Ein Benefizdinner mit acht Gängen

Der Förderverein St. Leonhard hatte zum Deglbauer in Hemau eingeladen. Prominente Köche zauberten das Menü.
Von Petra Schmid

  • „Promis“ werkelten für den guten Zweck. Foto: Theresia Luft
  • Organisator Peter Trepnau (rechts) mit Haubenkoch Stefan Unterkircher Foto: Theresia Luft

Hemau.Im nächsten Jahr kann Jubiläum gefeiert werden, denn dann findet das Benefizdinner „Südtiroler Abend“ zum zehnten Mal statt. Heuer, in der neunten Auflage, lud Peter Trepnau zum Dinner wieder nach Hemau ein. Der Unternehmer ist nicht nur Vorsitzender des Fördervereins vom sozialpädagogischen Zentrum St. Leonhard in Regensburg, sondern auch leidenschaftlicher Hobbykoch. In der urigen Hemauer Gastwirtschaft „Zum Deglbauer“ hieß er unter dem Motto „Beim Helfen helfen“ die Gäste willkommen. Diese spendeten 30 Euro eines jeden Menüs an den Förderverein St. Leonhard. Die Einrichtung kümmert sich um Kinder, die nicht die Geborgenheit eines intakten Elternhauses genießen können.

Das Zentrum hat inzwischen drei heilpädagogische Wohngruppen und fünf Tagesgruppen für Kinder und Jugendliche eingerichtet. Der Förderverein St. Leonhard finanziert unter anderem Therapien, Sportsachen, Instrumente, Brillen, Hörgeräte, Vereinsbeiträge und Freizeitaktivitäten.

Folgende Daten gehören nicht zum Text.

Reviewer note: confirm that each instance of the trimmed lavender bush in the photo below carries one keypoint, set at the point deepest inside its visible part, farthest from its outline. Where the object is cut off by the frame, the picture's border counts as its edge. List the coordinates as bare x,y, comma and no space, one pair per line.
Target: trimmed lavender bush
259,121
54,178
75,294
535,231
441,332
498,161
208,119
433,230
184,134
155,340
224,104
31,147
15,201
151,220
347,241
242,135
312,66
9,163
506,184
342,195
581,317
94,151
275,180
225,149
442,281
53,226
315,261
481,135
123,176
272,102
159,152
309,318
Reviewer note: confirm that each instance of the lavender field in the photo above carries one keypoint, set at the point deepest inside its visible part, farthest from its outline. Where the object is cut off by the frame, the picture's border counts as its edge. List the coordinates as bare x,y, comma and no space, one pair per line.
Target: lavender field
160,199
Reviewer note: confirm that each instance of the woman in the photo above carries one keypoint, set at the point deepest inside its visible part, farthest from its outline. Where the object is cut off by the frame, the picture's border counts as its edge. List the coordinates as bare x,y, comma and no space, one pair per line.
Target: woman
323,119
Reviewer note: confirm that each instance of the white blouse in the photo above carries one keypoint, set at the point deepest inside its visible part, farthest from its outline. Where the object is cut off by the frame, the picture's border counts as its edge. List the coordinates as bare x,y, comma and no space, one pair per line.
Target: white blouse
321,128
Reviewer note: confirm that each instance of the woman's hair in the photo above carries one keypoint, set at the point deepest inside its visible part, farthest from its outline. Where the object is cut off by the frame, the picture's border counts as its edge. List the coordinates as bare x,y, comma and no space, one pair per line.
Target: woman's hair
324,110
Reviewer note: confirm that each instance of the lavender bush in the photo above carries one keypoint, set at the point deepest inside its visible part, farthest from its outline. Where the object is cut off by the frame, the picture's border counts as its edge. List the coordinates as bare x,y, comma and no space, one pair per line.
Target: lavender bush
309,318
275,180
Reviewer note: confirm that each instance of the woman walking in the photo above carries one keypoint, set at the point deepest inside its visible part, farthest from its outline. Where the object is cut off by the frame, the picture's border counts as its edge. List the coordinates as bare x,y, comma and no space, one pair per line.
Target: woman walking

Josef Parstorfer, Gesamtleiter des sozialpädagogischen Zentrums, war dieses Mal auch Gast beim Benefizdinner und hob hervor, welchen wertvollen Beitrag der Förderverein leiste. Im Jahr stelle dieser rund 30000 bis 40 000 Euro zur Verfügung, sagte er begeistert und lobte das Engagement von Peter Trepnau.

Nach zwei Jahren Pause konnte Trepnau für den Event wieder einmal den Südtiroler Haubenkoch Stefan Unterkircher gewinnen. Mit an den Töpfen standen diesmal auch die Profiköche Rabea Bilz (kochbegeisterte Autodidaktin), Bernhard Lang (Sushi-Koch, ehem. SushiGlas in Nürnberg) Wolfgang Menge (Euro-Toques International, Präsident Deutschland), Anna Maria Reichel (leidenschaftliche Hobbyköchin), Franz Scherer (Profikoch ehem. Landgasthof Hochrad), Erwin Schoch (leidenschaftlicher Hobbykoch), Sabine Teich (Inhaberin von Feinkostgeschäften in Nürnberg).

Wirtin Marion Wein leitete den Service, und Wolfgang „Lupo“ Roner stellte die Weingüter und die Begleitweine zu den Gerichten vor. Der Sommeliere präsentierte gemeinsam mit Trepnau die einzelnen Gänge des Menüs.

Das Menü bestand aus acht Gängen. Als Vorspeise wurde Algunder Ziegenkäse mit Zucchini, Orangen-Maio und Avocado serviert, danach Heumilchmozzarella mit Strauchtomate-Variationen und Latschenschwamm. Der dritte Gang bestand aus „Schlutzkrapfensuppe mal anders“. Hier wurde die Nudelspezialität nicht mit Spinat gefüllt, sondern die Suppe bestand daraus. Ein Risotto mit Räucherforelle wurde als Nächstes serviert. Dann kam ein Sorbet aus Williams-Birne auf den Tisch und bescherte einen Frische-Kick vor dem eigentlichen Hauptgang: „Schweinereien, Biorind und Kürbisstampf“. Nach aromatisiertem Alpenkäse bildeten Grießknödel mit scharfem Apfel den süßen Abschluss.